In this study, to make a highly accurate wind power prediction, a newer and powerful hybrid metaheuristic approach called ANNs+(PSO-RMO) was used. Data was gathered from Wind Measuring Stations (WMS) located at various locations in the Burdur and Osmaniye cities for WMS-1 and WMS-2, respectively. To compare the effectiveness of ANNs+(PSO-RMO) approach, the other hybrids such as ANNs + ACO, ANNs + GA, ANNs + PSO, ANNs + RMO were designed. 50run was used to evaluate the performance of all developed hybrid metaheuristic models.
The main contributions of this study are;
1. Accurate wind power forecasting can be encouraging and motivating for investors to shed light on future uncertainties caused by global warming. Thus, CO2 and other greenhouse gases will not be released into the atmosphere as a consequence of focusing energy generation to clean, ecologically friendly, and renewable energy rather than fossil-fueled power plants.
2. The ANNs+(PSO-RMO) model is able to perform wind power forecasting studies with high accuracy, rapid and reliability without needing wind speed data, which is a vital parameter.
3. Wind power forecasting studies could be performed despite the height differences between the sensors. That is, wind power forecasting studies at 61m and 60.3m were performed using temperature (3m), humidity (3m) and pressure (3.5m) data for WMS-1 and WMS-2, respectively.

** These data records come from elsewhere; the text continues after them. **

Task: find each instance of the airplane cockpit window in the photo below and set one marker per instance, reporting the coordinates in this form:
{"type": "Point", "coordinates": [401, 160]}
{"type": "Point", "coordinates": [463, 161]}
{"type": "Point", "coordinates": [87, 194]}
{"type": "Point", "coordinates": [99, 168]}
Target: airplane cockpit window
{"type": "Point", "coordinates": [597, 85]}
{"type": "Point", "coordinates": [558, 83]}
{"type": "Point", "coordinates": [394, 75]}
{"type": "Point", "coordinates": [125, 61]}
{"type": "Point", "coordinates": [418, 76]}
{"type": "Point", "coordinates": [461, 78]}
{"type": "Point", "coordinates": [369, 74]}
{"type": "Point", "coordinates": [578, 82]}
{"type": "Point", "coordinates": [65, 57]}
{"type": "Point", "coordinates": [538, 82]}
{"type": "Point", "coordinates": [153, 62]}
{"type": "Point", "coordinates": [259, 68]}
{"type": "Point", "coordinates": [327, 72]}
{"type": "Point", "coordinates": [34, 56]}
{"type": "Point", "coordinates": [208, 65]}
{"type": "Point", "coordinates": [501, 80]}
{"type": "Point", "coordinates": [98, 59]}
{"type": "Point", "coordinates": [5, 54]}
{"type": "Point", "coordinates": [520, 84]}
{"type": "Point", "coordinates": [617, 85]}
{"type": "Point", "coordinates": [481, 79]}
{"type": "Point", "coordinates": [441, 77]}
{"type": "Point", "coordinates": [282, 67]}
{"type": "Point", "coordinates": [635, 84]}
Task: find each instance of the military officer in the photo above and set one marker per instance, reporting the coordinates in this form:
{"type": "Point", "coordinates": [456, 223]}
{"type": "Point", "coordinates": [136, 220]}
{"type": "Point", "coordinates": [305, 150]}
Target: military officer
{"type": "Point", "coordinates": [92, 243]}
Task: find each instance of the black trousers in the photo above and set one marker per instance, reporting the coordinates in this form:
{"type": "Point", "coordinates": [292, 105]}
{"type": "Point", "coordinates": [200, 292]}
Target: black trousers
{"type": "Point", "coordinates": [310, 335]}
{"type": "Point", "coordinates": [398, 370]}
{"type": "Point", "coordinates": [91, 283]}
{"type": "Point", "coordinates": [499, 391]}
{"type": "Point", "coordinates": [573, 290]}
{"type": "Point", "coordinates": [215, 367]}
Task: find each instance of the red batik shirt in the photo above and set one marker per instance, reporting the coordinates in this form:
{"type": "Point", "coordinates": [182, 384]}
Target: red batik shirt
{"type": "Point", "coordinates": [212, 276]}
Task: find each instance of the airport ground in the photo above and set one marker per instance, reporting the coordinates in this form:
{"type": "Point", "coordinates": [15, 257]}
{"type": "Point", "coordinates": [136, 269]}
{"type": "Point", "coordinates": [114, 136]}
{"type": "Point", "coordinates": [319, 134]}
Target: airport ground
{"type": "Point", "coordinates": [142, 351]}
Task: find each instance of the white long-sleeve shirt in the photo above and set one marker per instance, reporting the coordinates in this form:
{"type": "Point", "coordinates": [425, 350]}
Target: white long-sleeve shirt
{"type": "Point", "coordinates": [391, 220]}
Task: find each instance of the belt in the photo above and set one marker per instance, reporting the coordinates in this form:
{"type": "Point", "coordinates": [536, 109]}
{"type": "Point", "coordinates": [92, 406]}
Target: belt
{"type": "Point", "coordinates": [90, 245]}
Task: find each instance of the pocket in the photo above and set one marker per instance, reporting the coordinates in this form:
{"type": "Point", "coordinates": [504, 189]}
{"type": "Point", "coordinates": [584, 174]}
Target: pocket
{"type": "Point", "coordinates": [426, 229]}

4. The effectiveness of the designed hybrid metaheuristic approach has been tested on real-time data taken from two distinct coordinates and the model success has been confirmed even at abrupt fluctuations.
5. This proposed model is proved to be more effective than the GA, ACO, PSO, and RMO models commonly used in the literature.
6. With this study, the wind power forecasting studies have been applied to ANNs+(PSO-RMO) model for the first time in the literature.